I offer these comments as an explanation for why my interpretation of the Toyota Production System, including 29 years of generally happy ownership of 5 Toyota products, differs significantly from explanations included in The Machine That Changed the World.   As with reformed cost-accountant H. Thomas Johnson, author of Profit Beyond Measure, I interpret Toyota’s success as the ability to manage resources, both efficiently and effectively, far better than their competitors have been able to accomplish.  We both view Toyota’s highly prized resource management results through a lens of interdependencies that is guided by W. Edward Deming’s System of Profound Knowledge.   In this regard, we both believe there’s much to be learned by Shoichiro Toyoda’s acknowledgment in 2004, when the Chairman and former president of Toyota accepted the American Society for Quality’s Deming Medal, and remarked that “Every day I think about what he meant to us. Deming is the core of our management.”  

Had I been trained as an Industrial Engineer, I would likely have interpreted Toyota’s success as the result of a focus on principles that include the elimination of waste and non-value added work.    Had I been trained at Philip Crosby’s Quality College, I would likely have interpreted Toyota’s success as the result of a relentless focus on achieving Zero Defects.   Had I been trained as a Master Black Belt, I would likely have interpreted Toyota’s success as the result of efforts to reduce variability to zero.   Instead, my lens has been colored by the influences of Dr. Deming, Russell Ackoff, Genichi Taguchi, and others, to be sure.

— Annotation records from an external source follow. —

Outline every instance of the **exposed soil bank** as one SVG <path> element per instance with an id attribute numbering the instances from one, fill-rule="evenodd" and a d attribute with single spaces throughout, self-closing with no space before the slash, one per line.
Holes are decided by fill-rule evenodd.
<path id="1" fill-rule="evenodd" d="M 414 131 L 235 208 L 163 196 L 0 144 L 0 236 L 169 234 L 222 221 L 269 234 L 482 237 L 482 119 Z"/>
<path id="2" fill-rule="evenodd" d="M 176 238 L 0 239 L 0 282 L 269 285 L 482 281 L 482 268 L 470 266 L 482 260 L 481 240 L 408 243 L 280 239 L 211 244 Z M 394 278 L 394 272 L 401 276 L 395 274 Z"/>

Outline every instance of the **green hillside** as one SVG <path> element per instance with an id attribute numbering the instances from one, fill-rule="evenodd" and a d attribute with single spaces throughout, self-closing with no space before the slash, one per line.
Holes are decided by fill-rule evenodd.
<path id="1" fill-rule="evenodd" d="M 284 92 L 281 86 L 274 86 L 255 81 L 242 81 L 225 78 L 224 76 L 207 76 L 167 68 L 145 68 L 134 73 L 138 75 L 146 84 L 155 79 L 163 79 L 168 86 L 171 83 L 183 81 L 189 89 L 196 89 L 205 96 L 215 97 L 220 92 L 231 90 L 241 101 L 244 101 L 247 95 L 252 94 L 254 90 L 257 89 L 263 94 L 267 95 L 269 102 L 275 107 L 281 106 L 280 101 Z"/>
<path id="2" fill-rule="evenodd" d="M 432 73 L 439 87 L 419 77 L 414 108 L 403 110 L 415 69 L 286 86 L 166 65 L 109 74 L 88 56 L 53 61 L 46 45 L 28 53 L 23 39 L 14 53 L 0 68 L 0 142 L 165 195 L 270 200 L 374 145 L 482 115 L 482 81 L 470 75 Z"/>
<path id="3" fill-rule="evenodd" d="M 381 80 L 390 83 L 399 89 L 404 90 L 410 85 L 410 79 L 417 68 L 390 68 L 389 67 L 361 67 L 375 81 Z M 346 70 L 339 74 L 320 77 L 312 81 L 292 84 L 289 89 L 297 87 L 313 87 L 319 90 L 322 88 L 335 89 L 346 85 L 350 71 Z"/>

In consideration of the economics of quality improvement, are defect goals of either 6.3 per million, or zero red beads, always a worthy process improvement outcome?   Should variation, waste, and non-value added efforts always driven to zero?   At what cost?   For what benefit?    With a focus on achieving zero variation, waste, and non-value added efforts, what is the likelihood that the accumulated benefits will exceed the accumulated costs?   Furthermore, should determinations on whether activities add value be guided by “what the customer is willing to pay for?”  Or, should the context of a greater system be a consideration?  While standards are even a standard with 5S and even 6S efforts, why not include System as a new “S”?   Such an addition could be presented as “5S+1” or “6S+1” to advocate the value proposition of contextual considerations, inspired by the mindful advances in lean that are continually fostered by a Lean Institute.

While lean academies such as Airbus’s train new generations of practitioners, the research investments coordinated by a proposed chartered Lean Institute could focus on advancing the contextual excellence of lean thinking, building upon a “Deming Foundation” in Profound Knowledge. For, as Myron Tribus espoused, “what we see depends on what we thought before we looked.”